The Space Force’s X-37B Orbital Test Vehicle is set to launch on its next, largely classified mission Aug. 21, aboard a SpaceX Falcon 9 rocket from Kennedy Space Center.
During its eighth mission, the Boeing-developed X-37B will carry several experiments designed to advance the DoD’s in-space capabilities and resilience, including:
- Tech to demonstrate high-bandwidth laser communications capabilities;
- A quantum inertial sensor, built to maintain navigational awareness in space when GPS is denied due to hostile activity, or when it’s unavailable due to the distance from Earth.
Billion-dollar baby: Despite widespread cuts to space science proposed by the Trump Administration, the X-37B spaceplane program stands to receive $1B in funding under President Donald Trump’s One Big, Beautiful Bill Act.
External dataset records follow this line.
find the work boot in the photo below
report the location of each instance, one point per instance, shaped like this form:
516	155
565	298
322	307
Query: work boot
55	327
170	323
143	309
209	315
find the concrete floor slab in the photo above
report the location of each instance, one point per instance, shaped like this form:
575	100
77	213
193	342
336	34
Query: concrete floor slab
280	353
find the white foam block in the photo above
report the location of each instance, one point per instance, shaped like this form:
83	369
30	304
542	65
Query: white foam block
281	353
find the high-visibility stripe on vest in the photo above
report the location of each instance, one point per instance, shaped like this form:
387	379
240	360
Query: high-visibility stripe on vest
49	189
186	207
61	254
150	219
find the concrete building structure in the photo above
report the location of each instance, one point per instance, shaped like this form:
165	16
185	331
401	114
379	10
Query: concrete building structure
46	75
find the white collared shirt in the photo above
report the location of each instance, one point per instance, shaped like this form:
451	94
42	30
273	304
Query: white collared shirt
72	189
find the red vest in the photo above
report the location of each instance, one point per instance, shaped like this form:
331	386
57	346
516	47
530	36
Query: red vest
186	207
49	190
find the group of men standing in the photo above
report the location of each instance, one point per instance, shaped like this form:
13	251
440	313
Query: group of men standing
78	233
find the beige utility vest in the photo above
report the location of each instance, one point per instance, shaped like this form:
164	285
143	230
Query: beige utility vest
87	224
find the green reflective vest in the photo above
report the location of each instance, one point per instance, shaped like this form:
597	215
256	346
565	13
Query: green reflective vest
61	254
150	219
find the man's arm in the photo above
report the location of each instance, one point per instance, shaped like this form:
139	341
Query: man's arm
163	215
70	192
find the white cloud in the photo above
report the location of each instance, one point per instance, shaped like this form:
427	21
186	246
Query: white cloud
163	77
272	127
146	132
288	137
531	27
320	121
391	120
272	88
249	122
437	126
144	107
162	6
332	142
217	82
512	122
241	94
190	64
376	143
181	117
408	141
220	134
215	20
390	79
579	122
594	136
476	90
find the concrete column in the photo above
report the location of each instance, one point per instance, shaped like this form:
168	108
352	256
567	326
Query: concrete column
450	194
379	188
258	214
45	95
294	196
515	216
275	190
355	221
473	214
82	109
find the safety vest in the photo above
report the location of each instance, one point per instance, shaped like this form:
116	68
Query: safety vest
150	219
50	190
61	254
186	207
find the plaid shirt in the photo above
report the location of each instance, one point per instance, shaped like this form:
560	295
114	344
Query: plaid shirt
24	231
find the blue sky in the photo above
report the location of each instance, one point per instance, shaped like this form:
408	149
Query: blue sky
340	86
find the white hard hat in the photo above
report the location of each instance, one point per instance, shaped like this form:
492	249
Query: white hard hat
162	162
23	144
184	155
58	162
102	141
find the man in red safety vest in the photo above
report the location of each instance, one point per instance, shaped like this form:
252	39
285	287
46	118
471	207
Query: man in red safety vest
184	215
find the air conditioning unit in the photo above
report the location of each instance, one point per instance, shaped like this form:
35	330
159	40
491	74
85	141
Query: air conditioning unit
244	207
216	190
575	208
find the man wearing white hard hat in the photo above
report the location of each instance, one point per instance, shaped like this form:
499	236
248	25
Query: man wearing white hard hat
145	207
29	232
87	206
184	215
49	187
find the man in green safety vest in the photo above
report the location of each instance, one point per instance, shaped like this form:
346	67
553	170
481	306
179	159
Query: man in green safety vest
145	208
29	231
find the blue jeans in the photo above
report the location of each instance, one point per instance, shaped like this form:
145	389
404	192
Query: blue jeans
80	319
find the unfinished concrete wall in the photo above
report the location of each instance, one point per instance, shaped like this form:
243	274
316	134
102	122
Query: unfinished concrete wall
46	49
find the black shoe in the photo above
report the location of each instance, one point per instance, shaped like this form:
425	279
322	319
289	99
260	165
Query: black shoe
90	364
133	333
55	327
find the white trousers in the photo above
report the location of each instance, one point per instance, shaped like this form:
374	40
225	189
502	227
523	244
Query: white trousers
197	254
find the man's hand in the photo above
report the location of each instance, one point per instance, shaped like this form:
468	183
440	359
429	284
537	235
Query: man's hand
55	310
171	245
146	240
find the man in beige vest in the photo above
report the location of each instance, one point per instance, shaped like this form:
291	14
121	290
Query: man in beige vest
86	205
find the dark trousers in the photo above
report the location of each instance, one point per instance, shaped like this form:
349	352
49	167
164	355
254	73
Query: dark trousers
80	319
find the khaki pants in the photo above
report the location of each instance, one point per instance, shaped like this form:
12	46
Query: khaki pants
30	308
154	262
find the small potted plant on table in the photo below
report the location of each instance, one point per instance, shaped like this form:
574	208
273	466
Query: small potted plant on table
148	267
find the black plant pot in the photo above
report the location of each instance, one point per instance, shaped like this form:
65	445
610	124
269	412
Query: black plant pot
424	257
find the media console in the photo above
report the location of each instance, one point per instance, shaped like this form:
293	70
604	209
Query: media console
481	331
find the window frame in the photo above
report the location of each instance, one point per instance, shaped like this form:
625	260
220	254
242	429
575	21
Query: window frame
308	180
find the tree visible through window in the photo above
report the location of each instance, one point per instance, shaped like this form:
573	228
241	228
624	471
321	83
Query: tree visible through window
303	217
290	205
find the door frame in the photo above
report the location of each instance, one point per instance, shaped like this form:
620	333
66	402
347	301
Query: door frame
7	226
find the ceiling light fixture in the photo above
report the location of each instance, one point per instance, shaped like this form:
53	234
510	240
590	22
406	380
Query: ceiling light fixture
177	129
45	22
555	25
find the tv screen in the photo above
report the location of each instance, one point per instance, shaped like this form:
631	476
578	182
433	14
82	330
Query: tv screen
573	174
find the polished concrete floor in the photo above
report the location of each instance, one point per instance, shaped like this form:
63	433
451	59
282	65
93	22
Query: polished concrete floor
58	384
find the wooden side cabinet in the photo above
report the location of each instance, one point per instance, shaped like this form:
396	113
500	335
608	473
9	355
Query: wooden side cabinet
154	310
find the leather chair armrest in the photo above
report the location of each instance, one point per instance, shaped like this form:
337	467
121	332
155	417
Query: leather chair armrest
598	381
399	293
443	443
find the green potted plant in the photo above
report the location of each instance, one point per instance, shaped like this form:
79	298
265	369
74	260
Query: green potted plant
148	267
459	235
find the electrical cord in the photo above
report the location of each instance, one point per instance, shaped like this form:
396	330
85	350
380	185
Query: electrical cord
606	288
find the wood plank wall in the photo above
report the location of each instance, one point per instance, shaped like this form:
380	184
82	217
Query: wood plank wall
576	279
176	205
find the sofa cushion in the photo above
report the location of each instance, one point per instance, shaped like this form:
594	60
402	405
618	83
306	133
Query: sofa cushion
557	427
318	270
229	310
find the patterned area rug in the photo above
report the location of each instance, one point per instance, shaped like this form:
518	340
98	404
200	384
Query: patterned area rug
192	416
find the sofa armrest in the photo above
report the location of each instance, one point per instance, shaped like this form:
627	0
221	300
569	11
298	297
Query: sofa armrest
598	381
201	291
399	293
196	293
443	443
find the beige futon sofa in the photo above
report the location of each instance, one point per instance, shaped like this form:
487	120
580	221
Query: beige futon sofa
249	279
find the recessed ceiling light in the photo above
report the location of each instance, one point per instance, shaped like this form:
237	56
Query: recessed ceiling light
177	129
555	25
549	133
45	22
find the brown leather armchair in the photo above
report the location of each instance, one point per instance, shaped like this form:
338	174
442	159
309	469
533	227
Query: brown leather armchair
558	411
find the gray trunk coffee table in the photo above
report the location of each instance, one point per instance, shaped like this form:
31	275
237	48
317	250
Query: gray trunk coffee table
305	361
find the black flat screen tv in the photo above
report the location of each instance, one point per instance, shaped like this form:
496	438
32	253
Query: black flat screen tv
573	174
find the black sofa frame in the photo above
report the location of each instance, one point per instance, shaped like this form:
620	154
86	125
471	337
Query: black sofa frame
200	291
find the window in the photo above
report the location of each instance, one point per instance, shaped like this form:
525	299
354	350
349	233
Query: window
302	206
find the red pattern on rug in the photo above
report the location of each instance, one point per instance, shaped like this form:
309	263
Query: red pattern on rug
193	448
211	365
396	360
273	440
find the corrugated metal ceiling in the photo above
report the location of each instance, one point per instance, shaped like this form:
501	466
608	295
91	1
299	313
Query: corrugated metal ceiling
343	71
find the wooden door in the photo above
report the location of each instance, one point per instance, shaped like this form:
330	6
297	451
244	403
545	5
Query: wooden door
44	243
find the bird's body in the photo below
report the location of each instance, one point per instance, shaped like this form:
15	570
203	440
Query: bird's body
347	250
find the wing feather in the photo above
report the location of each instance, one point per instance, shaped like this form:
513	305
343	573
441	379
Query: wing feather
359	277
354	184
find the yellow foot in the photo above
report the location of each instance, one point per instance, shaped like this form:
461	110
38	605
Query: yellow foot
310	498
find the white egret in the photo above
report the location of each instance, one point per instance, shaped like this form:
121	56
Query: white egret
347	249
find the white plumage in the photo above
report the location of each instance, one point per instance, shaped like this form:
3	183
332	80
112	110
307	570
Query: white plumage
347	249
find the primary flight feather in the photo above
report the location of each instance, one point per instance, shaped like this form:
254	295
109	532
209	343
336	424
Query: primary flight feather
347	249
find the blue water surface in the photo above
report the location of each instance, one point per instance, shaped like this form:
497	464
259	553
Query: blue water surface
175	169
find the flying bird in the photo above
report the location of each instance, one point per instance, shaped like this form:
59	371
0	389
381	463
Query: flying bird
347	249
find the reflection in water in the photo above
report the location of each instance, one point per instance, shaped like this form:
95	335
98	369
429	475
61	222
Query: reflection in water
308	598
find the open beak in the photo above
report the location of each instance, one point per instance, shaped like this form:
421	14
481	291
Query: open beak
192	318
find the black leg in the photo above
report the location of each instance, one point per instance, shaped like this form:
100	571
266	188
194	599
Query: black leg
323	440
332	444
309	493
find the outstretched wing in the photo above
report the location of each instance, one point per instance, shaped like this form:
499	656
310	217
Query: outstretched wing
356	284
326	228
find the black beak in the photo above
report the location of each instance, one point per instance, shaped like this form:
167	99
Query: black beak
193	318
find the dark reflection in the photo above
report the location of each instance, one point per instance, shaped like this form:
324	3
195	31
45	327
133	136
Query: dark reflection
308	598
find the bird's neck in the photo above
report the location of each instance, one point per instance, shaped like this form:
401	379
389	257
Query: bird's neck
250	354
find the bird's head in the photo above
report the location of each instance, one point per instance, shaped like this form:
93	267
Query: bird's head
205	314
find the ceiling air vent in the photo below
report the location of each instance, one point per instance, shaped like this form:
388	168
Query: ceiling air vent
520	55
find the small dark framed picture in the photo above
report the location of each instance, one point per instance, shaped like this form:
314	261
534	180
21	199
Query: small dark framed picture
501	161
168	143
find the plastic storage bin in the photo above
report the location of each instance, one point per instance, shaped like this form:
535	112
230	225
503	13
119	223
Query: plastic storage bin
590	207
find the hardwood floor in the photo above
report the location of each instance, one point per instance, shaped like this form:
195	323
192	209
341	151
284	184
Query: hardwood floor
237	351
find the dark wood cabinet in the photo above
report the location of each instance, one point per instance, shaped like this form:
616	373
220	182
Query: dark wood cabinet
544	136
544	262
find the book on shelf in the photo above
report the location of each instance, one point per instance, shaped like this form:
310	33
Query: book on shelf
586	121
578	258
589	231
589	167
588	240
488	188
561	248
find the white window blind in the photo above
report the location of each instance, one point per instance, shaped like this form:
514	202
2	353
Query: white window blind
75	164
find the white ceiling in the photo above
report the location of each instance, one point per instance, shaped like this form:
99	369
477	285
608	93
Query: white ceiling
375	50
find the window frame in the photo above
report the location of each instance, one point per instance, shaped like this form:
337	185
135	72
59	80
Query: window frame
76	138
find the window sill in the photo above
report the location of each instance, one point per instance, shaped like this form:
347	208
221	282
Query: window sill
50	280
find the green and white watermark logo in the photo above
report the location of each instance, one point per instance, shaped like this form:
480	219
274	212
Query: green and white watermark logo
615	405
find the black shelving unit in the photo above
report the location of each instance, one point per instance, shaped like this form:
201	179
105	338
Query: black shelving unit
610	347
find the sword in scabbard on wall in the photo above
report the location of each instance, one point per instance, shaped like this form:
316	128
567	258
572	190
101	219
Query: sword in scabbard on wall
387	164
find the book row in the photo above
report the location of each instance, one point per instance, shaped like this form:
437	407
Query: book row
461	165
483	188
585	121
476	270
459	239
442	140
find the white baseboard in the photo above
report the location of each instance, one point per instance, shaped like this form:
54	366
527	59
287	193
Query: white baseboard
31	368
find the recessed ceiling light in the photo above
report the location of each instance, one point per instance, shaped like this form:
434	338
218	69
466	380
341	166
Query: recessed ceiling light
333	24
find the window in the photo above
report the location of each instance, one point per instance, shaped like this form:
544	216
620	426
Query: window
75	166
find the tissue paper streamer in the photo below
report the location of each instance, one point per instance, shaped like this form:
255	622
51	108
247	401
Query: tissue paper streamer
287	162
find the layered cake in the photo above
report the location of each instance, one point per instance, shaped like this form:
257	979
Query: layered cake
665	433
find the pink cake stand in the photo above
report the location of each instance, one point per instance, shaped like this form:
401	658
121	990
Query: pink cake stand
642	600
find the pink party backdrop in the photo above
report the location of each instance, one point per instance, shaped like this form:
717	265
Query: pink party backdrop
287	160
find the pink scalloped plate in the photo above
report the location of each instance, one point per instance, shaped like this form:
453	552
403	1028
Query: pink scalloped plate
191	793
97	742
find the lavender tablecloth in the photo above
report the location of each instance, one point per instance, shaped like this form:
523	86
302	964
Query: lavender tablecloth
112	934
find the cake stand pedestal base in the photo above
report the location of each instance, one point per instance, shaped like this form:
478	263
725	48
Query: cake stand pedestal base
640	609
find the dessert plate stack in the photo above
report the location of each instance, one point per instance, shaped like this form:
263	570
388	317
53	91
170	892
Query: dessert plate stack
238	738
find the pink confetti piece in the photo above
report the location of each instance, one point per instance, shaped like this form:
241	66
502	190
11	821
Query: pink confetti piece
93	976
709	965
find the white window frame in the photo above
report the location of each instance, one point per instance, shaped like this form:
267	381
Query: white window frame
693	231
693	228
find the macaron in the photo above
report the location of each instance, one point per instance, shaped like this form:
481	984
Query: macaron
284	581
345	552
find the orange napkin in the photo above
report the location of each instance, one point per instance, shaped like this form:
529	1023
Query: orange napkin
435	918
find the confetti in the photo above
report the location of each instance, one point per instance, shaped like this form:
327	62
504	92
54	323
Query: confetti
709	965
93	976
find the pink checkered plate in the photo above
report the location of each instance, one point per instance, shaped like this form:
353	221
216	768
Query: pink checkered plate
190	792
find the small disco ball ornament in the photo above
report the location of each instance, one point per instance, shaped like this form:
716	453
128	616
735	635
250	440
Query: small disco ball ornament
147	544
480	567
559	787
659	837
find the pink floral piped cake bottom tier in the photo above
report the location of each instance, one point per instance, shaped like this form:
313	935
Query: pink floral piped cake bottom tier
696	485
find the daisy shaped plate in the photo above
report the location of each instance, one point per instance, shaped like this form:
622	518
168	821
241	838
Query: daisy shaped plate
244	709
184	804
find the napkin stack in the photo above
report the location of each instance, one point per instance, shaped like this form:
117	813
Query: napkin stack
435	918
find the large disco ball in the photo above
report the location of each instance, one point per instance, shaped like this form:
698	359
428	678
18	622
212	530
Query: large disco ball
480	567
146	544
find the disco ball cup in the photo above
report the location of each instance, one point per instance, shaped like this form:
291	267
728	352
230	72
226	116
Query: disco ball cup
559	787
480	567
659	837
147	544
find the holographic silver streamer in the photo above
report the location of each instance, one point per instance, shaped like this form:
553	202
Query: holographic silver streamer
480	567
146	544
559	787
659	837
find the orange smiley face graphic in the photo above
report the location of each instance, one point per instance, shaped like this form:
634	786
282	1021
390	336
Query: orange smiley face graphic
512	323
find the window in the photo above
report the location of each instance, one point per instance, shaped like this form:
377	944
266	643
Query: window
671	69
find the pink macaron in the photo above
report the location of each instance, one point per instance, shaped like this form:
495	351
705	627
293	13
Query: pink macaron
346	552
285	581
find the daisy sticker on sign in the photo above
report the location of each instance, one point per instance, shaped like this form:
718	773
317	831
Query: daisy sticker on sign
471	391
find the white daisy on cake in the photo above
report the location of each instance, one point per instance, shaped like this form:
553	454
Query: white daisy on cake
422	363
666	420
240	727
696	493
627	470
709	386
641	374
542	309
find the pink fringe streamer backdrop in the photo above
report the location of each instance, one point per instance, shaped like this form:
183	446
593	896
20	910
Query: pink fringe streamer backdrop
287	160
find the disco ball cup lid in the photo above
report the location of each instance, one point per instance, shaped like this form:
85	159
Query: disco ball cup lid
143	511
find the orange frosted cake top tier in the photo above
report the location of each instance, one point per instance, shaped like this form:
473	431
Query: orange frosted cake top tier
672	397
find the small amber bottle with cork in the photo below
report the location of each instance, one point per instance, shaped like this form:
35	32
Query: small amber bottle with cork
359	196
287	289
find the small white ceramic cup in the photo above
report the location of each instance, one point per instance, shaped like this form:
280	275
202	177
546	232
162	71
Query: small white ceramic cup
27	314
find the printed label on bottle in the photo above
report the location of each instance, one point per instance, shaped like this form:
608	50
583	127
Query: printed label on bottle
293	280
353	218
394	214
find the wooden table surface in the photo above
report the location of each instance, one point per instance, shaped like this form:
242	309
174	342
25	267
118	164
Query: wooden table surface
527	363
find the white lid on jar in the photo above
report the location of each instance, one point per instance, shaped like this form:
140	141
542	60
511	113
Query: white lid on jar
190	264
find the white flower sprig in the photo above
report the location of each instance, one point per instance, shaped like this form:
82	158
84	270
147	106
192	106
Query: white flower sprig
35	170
The X-37B has been able to command this funding allotment, in part, because of how the Space Force has framed its development of in-space capabilities as a direct counter to similar advancements by American adversaries.
“This mission is about more than innovation. It’s about making our Joint Force more connected, more resilient, and ready to operate in the face of any challenge. That’s how America’s Space Force secures our nation’s interests in, from, and to space,” Gen. B. Chance Saltzman, the Space Force’s chief of space operations, posted on X yesterday.
Since it first launched in 2010, the spaceplane has spent over 4,000 days in space, according to Boeing.
While X-37B’s missions have been largely secretive, the miniature, uncrewed space shuttle has pushed forward a number of technologies designed to increase the DoD’s defensive posture in orbit.
The spaceplane has completed studies of space radiation, demonstrated space domain awareness technologies, performed aerobraking maneuvers to lower its orbit without expending fuel, and deployed at least two service modules.
Not alone: During the past few years, Russia and China have ramped up their dynamic capabilities in orbit. Russia is reportedly developing a nuclear counterspace weapon. China potentially demonstrated on-orbit refueling capabilities this summer, and has also deployed satellite-enabled kill webs in orbit.
On the spaceplane front, China has flown its own spaceplane—called Shenlong—at least three times, during which the craft deployed multiple unknown objects, and conducted its own orbital maneuvers.